Once you have the futures priced, if the futures market trends lower, you are protected penny for penny into the lower market. This isn’t a way for you to necessarily make more money, but it’s a very good strategy to help you manage your price risk in the market. Now that you are hedged, you are able to simply trade the basis. This is when you watch and monitor the basis for a strengthening trend or a quick jump to the upside. Remember, the basis is a very good indicator of your local supply or demand. When you see the basis in your area strengthen, you know somebody wants to buy grain, and we know from experience it is always good to sell when someone wants to buy. After all, once the buyer has bought in their needs, the basis will once again weaken.

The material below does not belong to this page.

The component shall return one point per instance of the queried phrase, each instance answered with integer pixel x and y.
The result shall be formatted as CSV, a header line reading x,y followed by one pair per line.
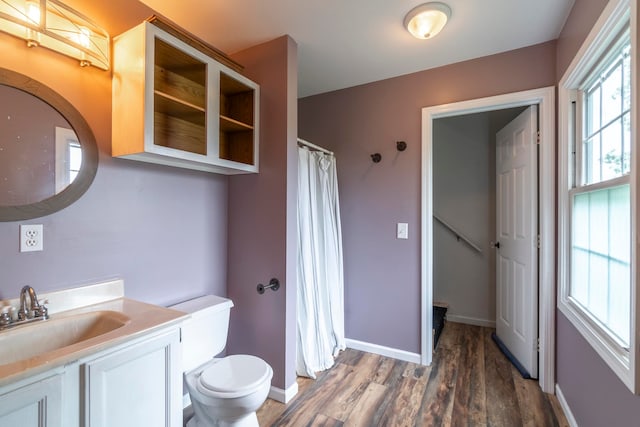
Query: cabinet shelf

Once you contract your cash grain, you then buy the short futures position back. Sounds simple enough, doesn’t it – well, it is and it isn’t. Using futures to manage your price risk is more than just jumping in. It does take some time and effort on your part. If you don’t study and understand the basics of hedging with futures, you probably won’t have a good experience; however, using your knowledge of hedging and trading the basis, you will make wise decisions and use this strategy as part of your marketing plan in the years ahead. Today, we talked about hedging wheat or grain, but these strategies will also work for those who are in the cattle industry.

Using the futures to hedge your commodities will work for you, but you will need to take the time to study and learn just how they will benefit you in your operation.